Charles Fort-Vert est botaniste, spécialiste impliqué dans le domaine du végétal et de l’environnement. Sa pratique d’écriture trouve son inspiration principale dans la musique contemporaine ; en tant que sources secondaires, la géologie (roches, structures, couleurs, strates, reliefs…), la perception aromatique et la photographie artistique. L’écriture se concentre autour des mots et des lettres, point de départ et d’arrivée des textes, après leur voyage en lignes.
11. Erre vers l’adverse, erre !
Oui erre, malgré la trajectoire imprimée par la corde, le crin lâché par l’arc ployé puis libéré et malgré la droite ligne, la voie tracée, la vigueur de la flèche qui se vrille dans l’air, guidée, nonobstant la droite ligne où est enchâssée, emprisonnée la flèche, cette tension rectiligne, malgré le sifflement continu et feutré, la flèche erre.
Elle erre, car transperçant la gorge de l’adversaire qui s’écroule et qui gît, elle agit.
Qui agit ?
Flèche, tu n’es pas autonome, libre, indépendante. Quelqu’un te conduit.
Mais qui te conduit ?
Toi, l’homme à l’arc, toi qui a courbé le bois d’if, qui l’a ployé à rompre, qui a tendu le crin, à la limite, et qui dans cet instant d’équilibre des tensions (entre celle de la corde et du bois et celle de la flèche impatiente, fière de sa pointe en métal) qui a décidé de lâcher ce doigt, propulsant la mort ? Décidé ? Toi-même décidé ? En es-tu bien sûr ?
Tu pensais dominer l’action, pour dominer ton adversaire.
Dominais-tu vraiment ? Que dominais-tu exactement ?
Vaniteux ! Tu ne dominais rien ! L’arc était ton maître, l’arc, bois, corde, flèche te dominaient toi.

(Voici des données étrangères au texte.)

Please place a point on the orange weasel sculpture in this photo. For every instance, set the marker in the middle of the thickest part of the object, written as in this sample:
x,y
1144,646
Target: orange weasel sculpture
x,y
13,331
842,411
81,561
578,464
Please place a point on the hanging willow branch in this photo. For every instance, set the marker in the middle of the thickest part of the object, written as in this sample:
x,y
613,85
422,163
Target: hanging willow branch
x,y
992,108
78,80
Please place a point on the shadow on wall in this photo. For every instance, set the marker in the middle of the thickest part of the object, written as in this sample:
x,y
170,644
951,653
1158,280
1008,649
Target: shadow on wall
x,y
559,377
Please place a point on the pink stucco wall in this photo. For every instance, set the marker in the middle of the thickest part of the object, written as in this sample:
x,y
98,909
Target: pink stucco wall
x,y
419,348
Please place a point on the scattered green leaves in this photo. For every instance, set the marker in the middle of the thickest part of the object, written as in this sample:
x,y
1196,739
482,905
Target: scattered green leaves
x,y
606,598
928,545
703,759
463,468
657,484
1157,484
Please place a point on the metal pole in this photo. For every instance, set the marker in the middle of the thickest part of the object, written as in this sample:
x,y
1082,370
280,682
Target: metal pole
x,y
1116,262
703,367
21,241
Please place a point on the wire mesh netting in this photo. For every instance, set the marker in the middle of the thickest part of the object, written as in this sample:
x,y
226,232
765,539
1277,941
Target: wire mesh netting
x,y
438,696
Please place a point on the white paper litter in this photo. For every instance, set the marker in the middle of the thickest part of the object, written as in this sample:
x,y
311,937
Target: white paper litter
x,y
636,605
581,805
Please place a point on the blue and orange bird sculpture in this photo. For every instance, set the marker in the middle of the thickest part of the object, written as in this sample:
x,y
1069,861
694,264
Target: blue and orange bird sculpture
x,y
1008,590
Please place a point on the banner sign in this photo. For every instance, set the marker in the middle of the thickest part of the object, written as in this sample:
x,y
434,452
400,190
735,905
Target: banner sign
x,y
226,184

Car l’if au bois rouge et aux aiguilles sombres puise dans les entrailles de la terre un suc profond, chaud comme le magma, et ce suc est damné, il imprègne le bois d’if et quand tu le coupes, le tailles, le façonnes, il pénètre par tes mains, il fait le même chemin en toi, il remonte tes veines, suit tes artères, t’envahit, il passe les parois ce venin ancien, ce venin martien.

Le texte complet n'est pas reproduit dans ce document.